EHS provides additional resources and guidance to help laboratories prepare effective and comprehesive inventories of the hazardous chemicals present in research laboratories. EHS works to ensure that provided chemical inventory information is effectively interpreted to ensure accurate reporting to relevant regulatory entities and is available for first responders when responding to an incident in the research laboratories. EHS additonally helps laboratories to effectively leverage chemical inventory information to make safe and effective choices in the handling, storage, and overall management of laboratory reagents.
Schematic of Chemical Inventory System showing the inherent role of the chemical inventory to connect critical elements of hazard communication and hazard reporting and response.
How the Chemical Inventory Is Used
An accurate chemical inventory provides a number of utilities, such as those listed below.
- Efficient Ordering. An accurate inventory will help lab managers track the materials that are present in the laboratory and know whether additional supplies need to be ordered before duplicate/excess orders are placed.
- Locating reagents. Defining and logging locations where reagents are located make it easier and quicker for researchers to locate the reagents stored in the lab before orders are placed for materials already available in the lab.
- Deliberate disposal. An accurate inventory helps to identify materials that are no longer in use as well as tracking materials that have a limited shelf-life, including those that may become dangerous over time.
- Effective response. Chemical inventories provide valuable information to complement the Emergency Information Posters (EIP) to help fire and hazmat responders mount a safe and effective response to emergencies on campus.
- Compliance with hazardous material limits. Fire and building codes limit the amount of hazardous material that may be stored within a location based on a number of factors associated with the construction. The Department of Homeland Security has identified particular chemicals of interest which when stored above defined thresholds may require additional site security measures to be taken to protect against intentional release, theft, or sabotage. Accurate reporting of chemical inventories (both qualitatively and quantitatively) allow the life safety risk of hazardous material overages to be identified and remedied.
- Effective hazard communication.

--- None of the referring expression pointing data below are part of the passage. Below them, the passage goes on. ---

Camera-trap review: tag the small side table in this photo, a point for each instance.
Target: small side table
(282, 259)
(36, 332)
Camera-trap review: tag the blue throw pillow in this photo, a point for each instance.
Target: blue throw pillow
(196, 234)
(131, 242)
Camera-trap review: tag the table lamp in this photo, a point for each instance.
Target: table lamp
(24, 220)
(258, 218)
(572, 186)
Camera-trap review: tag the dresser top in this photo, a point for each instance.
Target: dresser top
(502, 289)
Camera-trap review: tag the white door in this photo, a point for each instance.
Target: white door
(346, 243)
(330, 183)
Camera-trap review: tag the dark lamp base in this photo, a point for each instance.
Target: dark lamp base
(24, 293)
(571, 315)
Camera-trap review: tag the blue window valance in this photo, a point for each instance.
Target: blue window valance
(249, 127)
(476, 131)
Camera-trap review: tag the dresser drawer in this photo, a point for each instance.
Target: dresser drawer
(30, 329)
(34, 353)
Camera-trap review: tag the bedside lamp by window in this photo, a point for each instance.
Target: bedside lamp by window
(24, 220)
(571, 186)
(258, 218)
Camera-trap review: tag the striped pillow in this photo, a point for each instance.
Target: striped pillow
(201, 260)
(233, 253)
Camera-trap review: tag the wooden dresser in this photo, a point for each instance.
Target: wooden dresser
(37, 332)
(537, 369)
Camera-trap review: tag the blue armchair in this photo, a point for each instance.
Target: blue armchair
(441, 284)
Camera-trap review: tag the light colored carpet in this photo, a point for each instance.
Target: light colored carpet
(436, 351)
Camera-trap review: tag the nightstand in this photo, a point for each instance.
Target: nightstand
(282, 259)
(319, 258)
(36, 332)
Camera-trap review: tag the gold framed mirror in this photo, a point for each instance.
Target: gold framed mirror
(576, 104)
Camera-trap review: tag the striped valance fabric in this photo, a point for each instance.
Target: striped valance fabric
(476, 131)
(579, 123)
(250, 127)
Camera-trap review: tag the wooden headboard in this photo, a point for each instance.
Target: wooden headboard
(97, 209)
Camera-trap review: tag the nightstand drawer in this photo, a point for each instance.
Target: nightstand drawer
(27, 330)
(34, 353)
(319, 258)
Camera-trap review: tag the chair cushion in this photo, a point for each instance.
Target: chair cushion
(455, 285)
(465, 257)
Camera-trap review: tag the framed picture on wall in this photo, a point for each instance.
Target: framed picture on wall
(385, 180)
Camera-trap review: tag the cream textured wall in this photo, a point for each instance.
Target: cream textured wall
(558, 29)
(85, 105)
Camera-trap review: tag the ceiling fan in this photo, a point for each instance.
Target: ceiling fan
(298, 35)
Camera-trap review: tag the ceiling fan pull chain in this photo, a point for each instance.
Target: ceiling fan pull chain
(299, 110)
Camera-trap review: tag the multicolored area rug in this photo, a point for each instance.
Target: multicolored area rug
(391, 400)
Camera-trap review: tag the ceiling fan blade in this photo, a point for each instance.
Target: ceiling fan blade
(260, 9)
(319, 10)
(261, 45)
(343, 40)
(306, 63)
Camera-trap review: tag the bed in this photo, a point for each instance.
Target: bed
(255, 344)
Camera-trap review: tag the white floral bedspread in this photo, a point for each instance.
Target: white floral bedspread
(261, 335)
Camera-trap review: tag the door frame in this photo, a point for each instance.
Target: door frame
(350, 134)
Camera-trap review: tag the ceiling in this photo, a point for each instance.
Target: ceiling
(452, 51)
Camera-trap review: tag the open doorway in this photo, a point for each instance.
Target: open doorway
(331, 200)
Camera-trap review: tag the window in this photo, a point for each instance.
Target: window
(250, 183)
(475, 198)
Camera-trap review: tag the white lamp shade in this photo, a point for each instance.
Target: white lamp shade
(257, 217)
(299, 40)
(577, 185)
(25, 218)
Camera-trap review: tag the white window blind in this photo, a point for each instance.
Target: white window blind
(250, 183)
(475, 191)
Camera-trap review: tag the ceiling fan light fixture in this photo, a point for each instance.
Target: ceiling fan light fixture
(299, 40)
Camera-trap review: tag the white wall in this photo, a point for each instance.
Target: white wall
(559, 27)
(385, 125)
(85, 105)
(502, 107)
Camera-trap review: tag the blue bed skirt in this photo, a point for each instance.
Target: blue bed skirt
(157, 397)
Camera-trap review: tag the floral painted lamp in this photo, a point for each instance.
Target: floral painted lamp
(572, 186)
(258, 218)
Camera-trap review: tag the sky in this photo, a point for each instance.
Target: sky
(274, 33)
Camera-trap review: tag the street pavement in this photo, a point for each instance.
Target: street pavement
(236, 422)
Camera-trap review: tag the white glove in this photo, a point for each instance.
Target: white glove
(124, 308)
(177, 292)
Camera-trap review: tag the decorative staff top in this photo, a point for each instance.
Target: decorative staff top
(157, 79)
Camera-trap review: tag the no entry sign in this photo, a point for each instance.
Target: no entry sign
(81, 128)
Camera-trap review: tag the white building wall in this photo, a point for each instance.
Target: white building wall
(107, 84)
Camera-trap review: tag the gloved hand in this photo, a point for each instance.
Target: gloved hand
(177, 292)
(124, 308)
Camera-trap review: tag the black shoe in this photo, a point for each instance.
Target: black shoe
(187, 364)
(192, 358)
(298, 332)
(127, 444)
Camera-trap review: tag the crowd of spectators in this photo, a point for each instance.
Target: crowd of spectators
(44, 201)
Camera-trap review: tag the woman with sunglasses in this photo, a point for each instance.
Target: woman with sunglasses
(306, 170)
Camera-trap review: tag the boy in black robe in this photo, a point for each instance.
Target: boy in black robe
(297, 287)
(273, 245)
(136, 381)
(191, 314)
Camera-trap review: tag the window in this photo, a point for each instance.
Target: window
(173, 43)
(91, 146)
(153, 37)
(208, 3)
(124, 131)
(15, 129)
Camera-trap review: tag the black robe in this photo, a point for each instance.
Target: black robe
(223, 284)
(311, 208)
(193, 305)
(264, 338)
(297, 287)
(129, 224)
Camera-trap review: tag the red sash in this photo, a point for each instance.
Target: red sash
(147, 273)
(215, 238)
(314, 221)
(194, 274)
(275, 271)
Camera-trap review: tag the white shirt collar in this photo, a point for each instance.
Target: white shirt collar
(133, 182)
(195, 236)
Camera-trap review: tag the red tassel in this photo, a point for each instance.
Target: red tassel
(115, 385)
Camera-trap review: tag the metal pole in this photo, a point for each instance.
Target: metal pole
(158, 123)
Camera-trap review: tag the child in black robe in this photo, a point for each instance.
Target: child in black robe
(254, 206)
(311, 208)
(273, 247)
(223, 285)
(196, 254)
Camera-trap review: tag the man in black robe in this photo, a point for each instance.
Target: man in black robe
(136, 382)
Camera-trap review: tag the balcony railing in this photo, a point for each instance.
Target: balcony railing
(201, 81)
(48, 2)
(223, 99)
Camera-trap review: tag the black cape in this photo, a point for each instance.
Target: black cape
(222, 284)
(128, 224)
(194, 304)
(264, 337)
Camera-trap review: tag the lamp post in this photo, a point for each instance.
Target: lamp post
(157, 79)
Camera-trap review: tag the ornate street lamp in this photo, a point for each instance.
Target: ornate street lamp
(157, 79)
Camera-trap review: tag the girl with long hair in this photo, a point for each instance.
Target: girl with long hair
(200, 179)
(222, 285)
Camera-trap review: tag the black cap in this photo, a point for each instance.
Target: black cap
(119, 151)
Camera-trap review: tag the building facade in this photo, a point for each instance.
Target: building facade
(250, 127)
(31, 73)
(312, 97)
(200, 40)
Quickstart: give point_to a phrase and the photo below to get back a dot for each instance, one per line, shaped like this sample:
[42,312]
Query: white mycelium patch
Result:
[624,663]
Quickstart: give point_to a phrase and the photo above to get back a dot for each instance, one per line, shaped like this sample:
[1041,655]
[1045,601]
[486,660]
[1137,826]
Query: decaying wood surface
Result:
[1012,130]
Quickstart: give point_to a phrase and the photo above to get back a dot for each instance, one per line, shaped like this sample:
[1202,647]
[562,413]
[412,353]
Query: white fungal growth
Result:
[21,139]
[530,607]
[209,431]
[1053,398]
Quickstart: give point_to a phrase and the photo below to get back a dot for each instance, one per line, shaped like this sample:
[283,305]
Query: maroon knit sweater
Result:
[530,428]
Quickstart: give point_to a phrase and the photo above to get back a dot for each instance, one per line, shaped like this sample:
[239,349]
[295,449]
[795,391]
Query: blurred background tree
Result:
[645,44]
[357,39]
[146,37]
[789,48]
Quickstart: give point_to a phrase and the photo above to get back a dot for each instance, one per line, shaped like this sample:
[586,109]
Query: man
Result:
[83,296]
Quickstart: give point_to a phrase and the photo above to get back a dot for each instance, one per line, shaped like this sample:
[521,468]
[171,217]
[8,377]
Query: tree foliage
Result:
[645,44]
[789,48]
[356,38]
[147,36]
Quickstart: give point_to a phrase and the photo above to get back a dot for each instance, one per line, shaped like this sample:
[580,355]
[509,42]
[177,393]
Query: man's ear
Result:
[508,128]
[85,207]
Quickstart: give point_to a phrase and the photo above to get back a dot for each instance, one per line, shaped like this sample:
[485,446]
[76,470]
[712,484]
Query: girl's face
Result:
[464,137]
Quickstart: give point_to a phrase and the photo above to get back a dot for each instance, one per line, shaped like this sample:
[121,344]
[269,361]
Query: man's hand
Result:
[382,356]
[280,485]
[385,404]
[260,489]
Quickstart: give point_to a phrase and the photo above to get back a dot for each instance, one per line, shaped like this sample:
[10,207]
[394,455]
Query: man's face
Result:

An accurate chemical inventory allows hazards associated with materials to be identified and communicated to potential users. The inventory also serves as a reference point to ensure comprehensive access to Safety Data Sheets.
- Safer storage practices. An accurate inventory can help to alleviate some of the work that can be associated with identifying areas where incompatible materials are being stored together and facilitate planning for how to utilize more effective and safety chemical storage and segregation practices.